Castles & Historic Monuments
Azay-le-Rideau is just 26 kilometers northeast on the D751 towards Tours. This is one of the true jewels of the Châteaux of the Loire.
The Royal Abbey of Fontevraud
The Royal Abbey of Fontevraud dates from the 12th century. Henry II, Eleanor of Acquitaine and their son, Richard the Lionhearted, are buried here and their life-sized gisants are on display. Westminster Abbey, in London, has been trying to get them – to complete their collection of English Monarchs – but as these two English kings lived here, ruled from here and died here, Fontevraud is keeping them!

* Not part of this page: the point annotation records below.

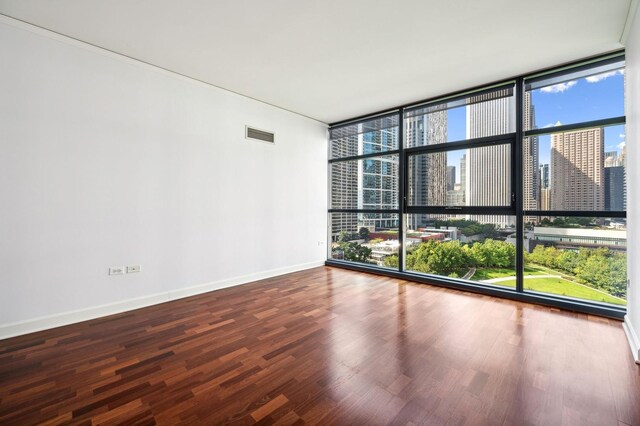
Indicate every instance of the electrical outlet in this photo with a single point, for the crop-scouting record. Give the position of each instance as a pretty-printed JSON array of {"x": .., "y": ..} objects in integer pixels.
[
  {"x": 133, "y": 268},
  {"x": 116, "y": 270}
]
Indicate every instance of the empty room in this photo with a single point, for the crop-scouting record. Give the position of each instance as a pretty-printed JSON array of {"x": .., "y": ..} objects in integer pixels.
[{"x": 323, "y": 213}]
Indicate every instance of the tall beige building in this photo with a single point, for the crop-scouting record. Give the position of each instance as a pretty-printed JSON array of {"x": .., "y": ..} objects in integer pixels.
[
  {"x": 488, "y": 169},
  {"x": 427, "y": 184},
  {"x": 577, "y": 176}
]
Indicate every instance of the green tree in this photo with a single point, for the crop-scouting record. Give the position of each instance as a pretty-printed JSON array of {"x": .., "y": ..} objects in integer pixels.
[
  {"x": 343, "y": 236},
  {"x": 391, "y": 261},
  {"x": 355, "y": 252},
  {"x": 364, "y": 233}
]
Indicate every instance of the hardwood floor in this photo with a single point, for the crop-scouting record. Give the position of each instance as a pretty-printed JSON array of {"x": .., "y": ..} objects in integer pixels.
[{"x": 325, "y": 346}]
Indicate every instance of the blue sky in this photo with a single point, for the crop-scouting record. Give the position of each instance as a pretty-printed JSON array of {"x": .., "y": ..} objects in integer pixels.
[{"x": 573, "y": 101}]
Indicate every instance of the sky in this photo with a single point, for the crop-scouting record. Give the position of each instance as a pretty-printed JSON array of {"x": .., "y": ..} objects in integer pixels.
[{"x": 585, "y": 99}]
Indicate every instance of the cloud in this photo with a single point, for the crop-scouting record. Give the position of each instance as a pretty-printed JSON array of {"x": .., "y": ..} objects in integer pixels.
[
  {"x": 599, "y": 77},
  {"x": 559, "y": 88}
]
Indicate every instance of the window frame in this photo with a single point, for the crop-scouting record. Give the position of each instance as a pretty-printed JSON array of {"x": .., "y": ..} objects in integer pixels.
[{"x": 516, "y": 208}]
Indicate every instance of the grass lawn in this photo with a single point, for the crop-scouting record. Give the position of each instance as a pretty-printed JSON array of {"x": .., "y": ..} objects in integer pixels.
[
  {"x": 565, "y": 288},
  {"x": 489, "y": 273}
]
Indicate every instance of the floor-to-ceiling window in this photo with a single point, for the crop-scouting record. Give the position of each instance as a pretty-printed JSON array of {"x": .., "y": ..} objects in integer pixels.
[{"x": 518, "y": 188}]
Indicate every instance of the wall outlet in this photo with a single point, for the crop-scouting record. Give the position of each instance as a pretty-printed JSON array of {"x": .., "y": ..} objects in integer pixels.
[
  {"x": 116, "y": 270},
  {"x": 133, "y": 268}
]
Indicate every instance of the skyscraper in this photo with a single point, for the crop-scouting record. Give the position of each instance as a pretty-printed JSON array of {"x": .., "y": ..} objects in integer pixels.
[
  {"x": 428, "y": 172},
  {"x": 614, "y": 188},
  {"x": 369, "y": 183},
  {"x": 544, "y": 176},
  {"x": 530, "y": 173},
  {"x": 488, "y": 169},
  {"x": 451, "y": 177},
  {"x": 577, "y": 177}
]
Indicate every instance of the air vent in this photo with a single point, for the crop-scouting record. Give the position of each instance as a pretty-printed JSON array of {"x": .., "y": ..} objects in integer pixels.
[{"x": 259, "y": 135}]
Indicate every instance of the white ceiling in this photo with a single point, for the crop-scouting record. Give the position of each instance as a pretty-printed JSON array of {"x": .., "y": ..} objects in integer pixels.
[{"x": 336, "y": 59}]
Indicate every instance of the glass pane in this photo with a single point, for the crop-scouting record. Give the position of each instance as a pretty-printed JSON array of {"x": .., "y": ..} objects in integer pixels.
[
  {"x": 371, "y": 183},
  {"x": 476, "y": 248},
  {"x": 487, "y": 114},
  {"x": 377, "y": 135},
  {"x": 577, "y": 257},
  {"x": 364, "y": 237},
  {"x": 578, "y": 170},
  {"x": 466, "y": 177},
  {"x": 575, "y": 97}
]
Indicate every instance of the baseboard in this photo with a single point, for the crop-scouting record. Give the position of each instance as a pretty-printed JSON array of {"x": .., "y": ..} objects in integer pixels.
[
  {"x": 71, "y": 317},
  {"x": 632, "y": 336}
]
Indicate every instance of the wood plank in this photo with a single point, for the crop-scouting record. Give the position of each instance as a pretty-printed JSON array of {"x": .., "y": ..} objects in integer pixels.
[{"x": 325, "y": 346}]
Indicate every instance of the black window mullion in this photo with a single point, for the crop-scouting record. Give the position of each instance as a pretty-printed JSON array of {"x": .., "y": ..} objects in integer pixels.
[
  {"x": 463, "y": 144},
  {"x": 364, "y": 156},
  {"x": 576, "y": 126},
  {"x": 576, "y": 213},
  {"x": 518, "y": 182},
  {"x": 402, "y": 199}
]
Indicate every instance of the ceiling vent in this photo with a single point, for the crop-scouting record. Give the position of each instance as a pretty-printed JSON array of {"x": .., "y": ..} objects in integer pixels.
[{"x": 259, "y": 135}]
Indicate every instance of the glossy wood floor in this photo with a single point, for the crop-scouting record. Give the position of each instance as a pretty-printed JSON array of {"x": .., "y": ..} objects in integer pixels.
[{"x": 325, "y": 346}]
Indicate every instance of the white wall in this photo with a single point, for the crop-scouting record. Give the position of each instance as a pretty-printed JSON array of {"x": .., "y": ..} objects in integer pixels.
[
  {"x": 106, "y": 161},
  {"x": 632, "y": 322}
]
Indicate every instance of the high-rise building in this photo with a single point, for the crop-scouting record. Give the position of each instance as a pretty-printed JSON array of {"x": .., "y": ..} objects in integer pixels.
[
  {"x": 488, "y": 169},
  {"x": 369, "y": 183},
  {"x": 530, "y": 172},
  {"x": 545, "y": 199},
  {"x": 451, "y": 177},
  {"x": 544, "y": 177},
  {"x": 344, "y": 180},
  {"x": 378, "y": 179},
  {"x": 463, "y": 177},
  {"x": 427, "y": 184},
  {"x": 577, "y": 177}
]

Napoleon turned the abbey into a prison. The last prisoner left in the 1980s so the abbey was spared both the horrors of the French Revolution and the more unfortunate periods of restoration. The Abbey has been under constant restoration since then and is now used as the Cultural Center of the West.
The carved pieces in the living room Chez Tim come from here.
Built 1513-1521, Henri II gave Chenonceau to his mistress, Diane of Poitiers, who built the bridge from the château to the other side of the river. At the death of the king, Catherine of Medicis, Henry II's widow, took back the château and built the double gallery over the bridge. The castle has been beautifully restored, as have the gardens.
The château is a bit big for a cozy evening by the fire, but don't fail to notice the chimneys – all of them with geometric patterns – no two are the same.
Pay particular attention to the double spiral staircase designed by Leonardo da Vinci where you can go up without meeting anybody coming down!
Chinon was the birthplace of François Rabelais (1494-1553), renaissance man, monk, doctor, philosopher and writer. You can visit his country home, La Devinière, which is just a few miles away. Rabelais made Chinon famous by using it as the center of his Picrocholine War with his gigantic heros Gargantua and Pantagruel.